Re: [PATCH] /sched/core: Fix Unixbench spawn test regression

From: Hagar Hemdan
Date: Thu Mar 13 2025 - 05:21:22 EST


On Wed, Mar 12, 2025 at 03:41:40PM +0100, Dietmar Eggemann wrote:
> On 11/03/2025 17:35, Vincent Guittot wrote:
> > On Mon, 10 Mar 2025 at 16:29, Dietmar Eggemann <dietmar.eggemann@xxxxxxx> wrote:
> >>
> >> On 10/03/2025 14:59, Vincent Guittot wrote:
> >>> On Thu, 6 Mar 2025 at 17:26, Dietmar Eggemann <dietmar.eggemann@xxxxxxx> wrote:
> >>>>
> >>>> Hagar reported a 30% drop in UnixBench spawn test with commit
> >>>> eff6c8ce8d4d ("sched/core: Reduce cost of sched_move_task when config
> >>>> autogroup") on a m6g.xlarge AWS EC2 instance with 4 vCPUs and 16 GiB RAM
> >>>> (aarch64) (single level MC sched domain) [1].
> >>>>
> >>>> There is an early bail from sched_move_task() if p->sched_task_group is
> >>>> equal to p's 'cpu cgroup' (sched_get_task_group()). E.g. both are
> >>>> pointing to taskgroup '/user.slice/user-1000.slice/session-1.scope'
> >>>> (Ubuntu '22.04.5 LTS').
> >>>
> >>> Isn't this same use case that has been used by commit eff6c8ce8d4d to
> >>> show the benefit of adding the test if ((group ==
> >>> tsk->sched_task_group) ?
> >>> Adding Wuchi who added the condition
> >>
> >> IMHO, UnixBench spawn reports a performance number according to how many
> >> tasks could be spawned whereas, IIUC, commit eff6c8ce8d4d was reporting
> >> the time spend in sched_move_task().
> >
> > But does not your patch revert the benefits shown in the figures of
> > commit eff6c8ce8d4d ? It skipped sched_move task in do_exit autogroup
> > and you adds it back
>
> Yeah, we do need the PELT update in sched_change_group()

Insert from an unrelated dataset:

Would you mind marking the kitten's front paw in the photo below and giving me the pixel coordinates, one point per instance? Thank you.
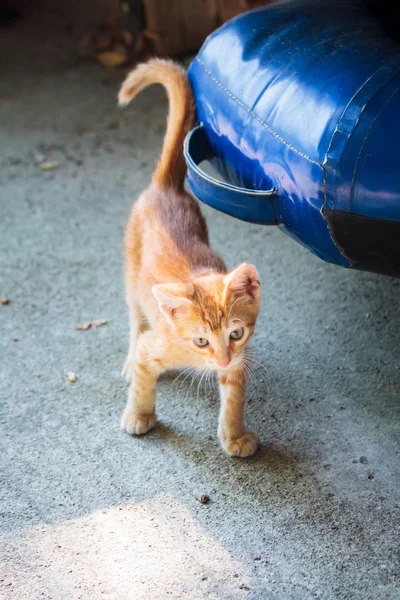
(127, 370)
(137, 424)
(242, 446)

> (task_change_group_fair()) in the do_exit() path to get the 30% score
> back in 'UnixBench spawn'. Even that means we need more time due to this
> in sched_move_task().
>
> I retested this and it turns out that 'group == tsk->sched_task_group'
> is only true when sched_move_task() is called from exit.
>
> So to get the score back for 'UnixBench spawn' we should rather revert
> commit eff6c8ce8d4d.
>
> The analysis in my patch still holds though.
>
> If you guys agree I can send the revert with my analysis in the
> patch-header.
Agree. The follow up commit fa614b4feb5a ("sched: Simplify sched_move_task()")
needs to be reverted as well.